At this point Jacob broke away from his habits of living by fear and plunged into living a life of clinging to love. God had come to him and amplified his fears to the breaking point so that Jacob could see that this method could never supply the deepest needs of his heart. Fear always seems so logical and sensible and natural, but it will always lead us down the wrong path in our pursuit of happiness and fulfillment. Our hearts were not designed for fear but for love and it is not until we reject the suggestions of fear and cling to the unfamiliar but only true source of life in trusting God's heart that any of us will ever be able to receive the blessing that we must have in order to experience fulfillment and peace.

I know that I need to have this experience in my own life. I sometimes sense the intensity of my own heart's cravings for that blessing which I never received from my earthly father. As a result I have lived in a lot of dysfunction in my relationships with others and have had very confused ideas of how to live in relationship with God. God has taught me a great deal of truth about these things over the past few years for which I am eternally grateful. But I also realize that I still don't have that deep sense of value and assurance that was kept from me by the very ones who were supposed to impart it to me when I was young. As a result I can really identify with Jacob and his many attempts to find love in all the wrong ways.

In my study of the Scriptures I realize that God's people are destined to go through a time in the near future called “the time of Jacob's trouble”. But what began to dawn on me a few years ago was that instead of being a time to be terrorized about – as the way this was usually taught, this is going to be the time when we more fully receive that deep sense of blessing and connection with our God that we have been longing for all of our lives.

That is not to say that it will not be terribly painful. That is clear from Jacob's experience. But the fear of pain must be surpassed by our craving and desires for the heart blessing of our Father that forces past every obstacle that tries to keep us from that blessing. I can see that possibly the greatest obstacle that will become evident may be my own mind wrestling against the very channels through which God is seeking to impart His blessing to me. And this is something I need to start learning now, not just in that day when I are forced into this situation.

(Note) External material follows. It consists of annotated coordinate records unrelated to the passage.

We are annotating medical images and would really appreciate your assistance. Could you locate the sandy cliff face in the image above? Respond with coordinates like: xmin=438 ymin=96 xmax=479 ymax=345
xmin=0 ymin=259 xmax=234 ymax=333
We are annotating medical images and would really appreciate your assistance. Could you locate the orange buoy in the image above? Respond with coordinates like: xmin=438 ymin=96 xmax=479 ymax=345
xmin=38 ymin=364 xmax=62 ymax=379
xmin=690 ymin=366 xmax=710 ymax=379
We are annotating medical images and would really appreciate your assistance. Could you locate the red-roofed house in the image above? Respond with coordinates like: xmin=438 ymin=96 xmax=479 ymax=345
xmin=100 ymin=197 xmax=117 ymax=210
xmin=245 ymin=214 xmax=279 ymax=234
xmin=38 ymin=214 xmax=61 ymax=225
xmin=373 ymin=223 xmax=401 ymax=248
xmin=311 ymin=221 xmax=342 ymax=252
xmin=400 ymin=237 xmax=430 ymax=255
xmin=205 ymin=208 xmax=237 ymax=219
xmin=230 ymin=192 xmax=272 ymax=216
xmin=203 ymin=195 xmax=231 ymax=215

The reason that these stories are given to us in the Bible is so that we can relate differently to God now based on seeing the mistakes of others in the past. I don't have to try all the wrong ways of connecting with God like Jacob did because I can see from his experience what not to do before I try it myself. The same is true of all the other Bible characters who tried all the wrong ways of figuring out life. We have the advantage of the whole history of the world behind us so that we can learn and take better choices and have better outcomes based on their mistakes and successes.